Written by Hsiu-Mei Tsai.

According to a WHO report, population ageing is poised to become one of the most important social transformations of the twenty-first century. This phenomenon has received much attention in Taiwan because the country has the highest speed of population ageing in the world. In 1993, the proportion of people who are 65+ years old reached 7 percent, which made Taiwan enter the group of ageing societies. Within only 25 years, the rate continues to grow and becomes 14 percent in 2018. Among 23.5 million of total population, there are over 3.2 million old people. By 2025, the rate is going to reach 20 percent, and the number of senior people is estimated to be 4.7 million.

Should people in Taiwan be happy to have greater longevity in their lives, or should we be cautious of serious challenges to come in a super-aged society? The answer seems to be both. When people possess longer years of living, they are people with blessing. But if life in later years is accompanied by poverty, illness and disability, then population ageing so fast definitely will bring a lot of challenges.

The government of Taiwan had recognized the issue of population ageing and published the “White Paper of Ageing Society” in 2014. The White Paper has addressed the challenges of an aged society in five aspects, including poor health, change of family structure, delivery system of long-term care, shortage of caring attendants, and ageism in society. Accordingly, four strategies are proposed: health maintenance, family support, active social participation, and age-friendly society. The ministry in charge is the Ministry of Health and Social Welfare, but related policies are also developed by Ministry of Education, Labour, Commerce, Transportation, Construction and Planning and so on.

Among these policies in corresponding to the issue of aged society, I am involved in a program called “Active Aging Learning Centre (AALC)” planned by Ministry of Education. Beginning in the year of 2008, the program has been carried out in 104 townships and towns. The structured courses are designed and well-performed so that people who are 55 years old and over could come and acquire knowledge and skills about ageing society, mobile phone usage, exercise, health maintenance, and intergenerational relations etc. Many elementary schools and civic groups have applied to conduct the program. By 2017, the number of the AALC has grown to 363. Each centre could serve about 300 up to 1200 older adults each year in communities.

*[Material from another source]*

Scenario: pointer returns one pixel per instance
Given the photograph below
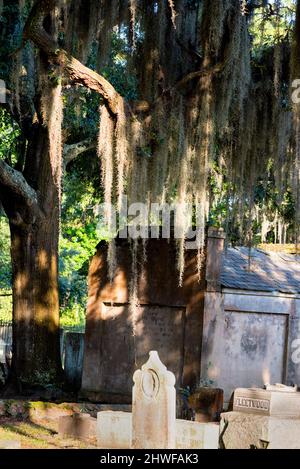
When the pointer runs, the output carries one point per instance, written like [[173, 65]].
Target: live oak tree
[[197, 100]]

The major differences between the AALC and learning services provided by other senior institutions are the designed course of active ageing, the task to mobilize the elderly to contribute to society, and training of volunteers who work in seniors’ learning. While other senior institutions provide learning programs for the enrichment of old people, AALCs are asked to provide knowledge based on the idea of active ageing. Through lifelong learning, old people can learn to take care of themselves, seek happiness, feel confident, and participate actively in society. After some senior people are activated in learning activities, they are encouraged to form a volunteer group and deliver the service to people in other villages. One of examples is that senior women in Tainan formed a drama club and performed traditional wedding ceremony to students of elementary schools. In Chiayi County, one group of seniors who learned to perform Chinese flute constantly delivered musical concert to the elderly in nursing homes.

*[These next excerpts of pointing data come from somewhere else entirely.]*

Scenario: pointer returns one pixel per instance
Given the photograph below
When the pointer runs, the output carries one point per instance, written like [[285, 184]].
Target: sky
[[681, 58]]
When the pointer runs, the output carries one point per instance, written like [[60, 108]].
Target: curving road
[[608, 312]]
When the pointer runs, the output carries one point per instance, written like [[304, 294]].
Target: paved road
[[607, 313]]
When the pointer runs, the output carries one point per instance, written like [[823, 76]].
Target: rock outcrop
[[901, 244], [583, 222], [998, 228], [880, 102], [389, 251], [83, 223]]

One of significant achievements from AALC program is the increased rate of adult education participation, especially that in older adults. The national survey of adult education has been conducted periodically since 2008. The participation rate of people who are 65+ has grown from 11.40% in 2008, to 17.42% in 2011, and to 22.64% in 2014.

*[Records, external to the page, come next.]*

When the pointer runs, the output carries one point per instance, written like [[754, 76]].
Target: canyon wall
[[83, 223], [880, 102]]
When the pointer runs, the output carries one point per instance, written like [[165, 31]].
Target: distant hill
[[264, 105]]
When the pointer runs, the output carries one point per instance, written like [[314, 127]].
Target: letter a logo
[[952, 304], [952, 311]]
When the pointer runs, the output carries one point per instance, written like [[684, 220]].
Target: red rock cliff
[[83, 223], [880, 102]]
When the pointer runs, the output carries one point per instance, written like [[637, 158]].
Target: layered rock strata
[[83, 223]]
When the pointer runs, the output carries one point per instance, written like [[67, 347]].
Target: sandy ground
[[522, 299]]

Facing the trend of population ageing, there is a paradigm shift related to policy design. Previously, policies for senior people are often based on the idea that old people are the burden of society. Therefore, pension system and long-term care delivery are foci of the policies. An emerging viewpoint treats old people as useful human resource in society. How can we transform high proportion of retired people to be productive labour force in society? The key lies in education and lifelong learning. Secondly, social systems could be redesigned. For example, flexible working schedule and part-time jobs could be promoted in retain old people to get employed. The housing arrangement and promotion of intergenerational practice in communities can make the society more age-friendly. Finally, it is important that the academic conduct interdisciplinary study and make knowledge transfer, and help the government develop policies with innovative thought.